Is there a library/connector available to import Delta Lake files stored in Google Cloud Storage (GCS) directly to BigQuery?
I have managed to write BigQuery tables using a Spark Dataframe as intermediary but I can't find any direct connector or BigQuery Library that does this without transitioning through Spark dataframes.
I tried using the official connector spark-bigquery-connector, but documentation is lacking on how to point to a specific project in BigQuery so I couldn't go further than loading the DeltaLake files from GCS in a Dataframe.

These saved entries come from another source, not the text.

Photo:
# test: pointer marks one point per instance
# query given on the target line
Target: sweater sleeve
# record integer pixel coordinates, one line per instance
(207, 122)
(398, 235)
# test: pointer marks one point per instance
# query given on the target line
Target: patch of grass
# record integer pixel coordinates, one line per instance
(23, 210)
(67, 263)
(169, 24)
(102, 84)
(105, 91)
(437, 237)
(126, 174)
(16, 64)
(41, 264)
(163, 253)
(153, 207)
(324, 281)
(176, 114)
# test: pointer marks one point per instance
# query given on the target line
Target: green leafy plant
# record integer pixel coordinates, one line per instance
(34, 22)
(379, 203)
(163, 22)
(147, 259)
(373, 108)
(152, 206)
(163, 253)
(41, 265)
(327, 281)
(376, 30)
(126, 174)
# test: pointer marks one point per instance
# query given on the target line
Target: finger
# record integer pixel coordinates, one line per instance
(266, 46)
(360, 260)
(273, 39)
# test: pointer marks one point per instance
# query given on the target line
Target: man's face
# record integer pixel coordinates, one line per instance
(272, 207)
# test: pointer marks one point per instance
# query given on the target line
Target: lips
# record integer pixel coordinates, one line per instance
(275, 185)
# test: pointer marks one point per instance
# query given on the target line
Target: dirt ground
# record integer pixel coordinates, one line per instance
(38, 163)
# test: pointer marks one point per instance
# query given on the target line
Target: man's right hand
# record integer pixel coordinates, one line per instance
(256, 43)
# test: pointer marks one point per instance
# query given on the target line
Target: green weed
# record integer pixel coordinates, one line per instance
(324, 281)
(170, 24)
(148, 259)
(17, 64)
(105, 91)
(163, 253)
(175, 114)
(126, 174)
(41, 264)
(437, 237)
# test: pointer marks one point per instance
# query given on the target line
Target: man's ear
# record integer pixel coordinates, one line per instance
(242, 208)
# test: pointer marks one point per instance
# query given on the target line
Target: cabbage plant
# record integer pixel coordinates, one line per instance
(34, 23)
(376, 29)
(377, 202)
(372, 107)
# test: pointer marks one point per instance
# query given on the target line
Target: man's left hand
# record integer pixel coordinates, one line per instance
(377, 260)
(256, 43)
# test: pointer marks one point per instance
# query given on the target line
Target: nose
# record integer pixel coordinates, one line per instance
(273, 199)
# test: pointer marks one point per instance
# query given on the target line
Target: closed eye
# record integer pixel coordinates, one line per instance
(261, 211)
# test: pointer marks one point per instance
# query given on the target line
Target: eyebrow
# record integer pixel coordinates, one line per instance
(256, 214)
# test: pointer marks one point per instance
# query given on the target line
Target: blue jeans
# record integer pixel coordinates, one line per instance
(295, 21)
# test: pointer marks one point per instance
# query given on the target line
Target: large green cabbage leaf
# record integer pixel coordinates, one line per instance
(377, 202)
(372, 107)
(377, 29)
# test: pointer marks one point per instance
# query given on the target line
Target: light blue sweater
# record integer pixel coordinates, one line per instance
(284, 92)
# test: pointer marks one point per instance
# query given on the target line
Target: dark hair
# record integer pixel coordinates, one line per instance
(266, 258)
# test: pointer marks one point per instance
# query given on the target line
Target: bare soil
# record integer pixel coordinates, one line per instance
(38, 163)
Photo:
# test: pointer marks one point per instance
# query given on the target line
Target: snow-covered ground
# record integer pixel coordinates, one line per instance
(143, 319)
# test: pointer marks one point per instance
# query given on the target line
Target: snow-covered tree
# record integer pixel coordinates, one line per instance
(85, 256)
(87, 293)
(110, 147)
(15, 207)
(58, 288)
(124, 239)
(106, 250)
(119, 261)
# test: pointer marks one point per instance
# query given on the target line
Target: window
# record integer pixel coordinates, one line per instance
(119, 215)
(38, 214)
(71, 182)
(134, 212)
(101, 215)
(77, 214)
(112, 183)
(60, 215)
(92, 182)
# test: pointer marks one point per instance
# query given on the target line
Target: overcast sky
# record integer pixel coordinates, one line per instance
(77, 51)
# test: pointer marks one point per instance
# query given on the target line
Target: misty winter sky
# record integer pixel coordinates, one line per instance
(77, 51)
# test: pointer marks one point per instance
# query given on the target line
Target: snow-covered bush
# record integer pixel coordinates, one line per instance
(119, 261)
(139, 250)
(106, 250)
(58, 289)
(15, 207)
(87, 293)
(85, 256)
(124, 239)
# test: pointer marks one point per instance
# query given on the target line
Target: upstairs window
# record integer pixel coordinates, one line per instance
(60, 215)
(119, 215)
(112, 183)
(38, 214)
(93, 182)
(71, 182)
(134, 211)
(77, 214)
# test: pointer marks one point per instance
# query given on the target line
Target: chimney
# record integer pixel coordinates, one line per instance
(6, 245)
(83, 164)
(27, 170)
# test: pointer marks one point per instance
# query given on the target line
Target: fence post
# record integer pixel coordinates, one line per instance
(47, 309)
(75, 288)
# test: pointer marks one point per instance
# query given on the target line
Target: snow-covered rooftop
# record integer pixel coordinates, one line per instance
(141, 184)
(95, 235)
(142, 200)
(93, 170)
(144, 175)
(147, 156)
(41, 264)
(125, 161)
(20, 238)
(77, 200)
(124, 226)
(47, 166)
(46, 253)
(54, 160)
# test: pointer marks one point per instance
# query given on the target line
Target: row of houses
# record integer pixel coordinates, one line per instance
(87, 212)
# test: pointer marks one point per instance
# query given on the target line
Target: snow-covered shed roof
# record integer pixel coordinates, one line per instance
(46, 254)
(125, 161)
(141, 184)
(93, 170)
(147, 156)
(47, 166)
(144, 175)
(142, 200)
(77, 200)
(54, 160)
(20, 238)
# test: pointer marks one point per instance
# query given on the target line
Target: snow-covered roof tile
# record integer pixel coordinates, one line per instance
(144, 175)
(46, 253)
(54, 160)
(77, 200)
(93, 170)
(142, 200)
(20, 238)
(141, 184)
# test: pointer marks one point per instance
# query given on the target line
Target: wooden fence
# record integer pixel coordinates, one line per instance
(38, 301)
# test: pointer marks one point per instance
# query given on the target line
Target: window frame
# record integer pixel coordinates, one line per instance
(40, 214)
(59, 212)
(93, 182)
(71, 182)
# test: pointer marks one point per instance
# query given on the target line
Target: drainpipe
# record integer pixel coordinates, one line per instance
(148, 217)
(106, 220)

Using Javier's comment, I managed to write to BQ, but this solution isn't optimized and as much as I can optimize the Spark Job, it won't be as direct as using a Google Bigquery library that does it under the hood
Not finding any direct solution, I ended up using spark-bigquery-connector to ingest Delta files as follows:
myDeltaTable.toDF
.write
.format("bigquery")
.mode("overwrite")
.option("parentProject", "MY_PARENT_PROJECT")
.option("project", "MY_PROJECT")
.option("temporaryGcsBucket", "A_STAGING_BUCKET_IN_GCS") // Mandatory
.option("partitionField", "MY_PARTITION_FIELD")
.save("DATASET.TABLE")
There is no way to ingest a Datalake file in GCS to BigQuery without going through some intermediary.
You could setup a GCE VM that downloads the Datalake file from GCS, reads it using the Datalake Standalone Connector and then write to BigQuery (either by the streaming API or writing to a supported format like Parquet and importing).
However this is essentially doing manually the same thing that Spark would be doing.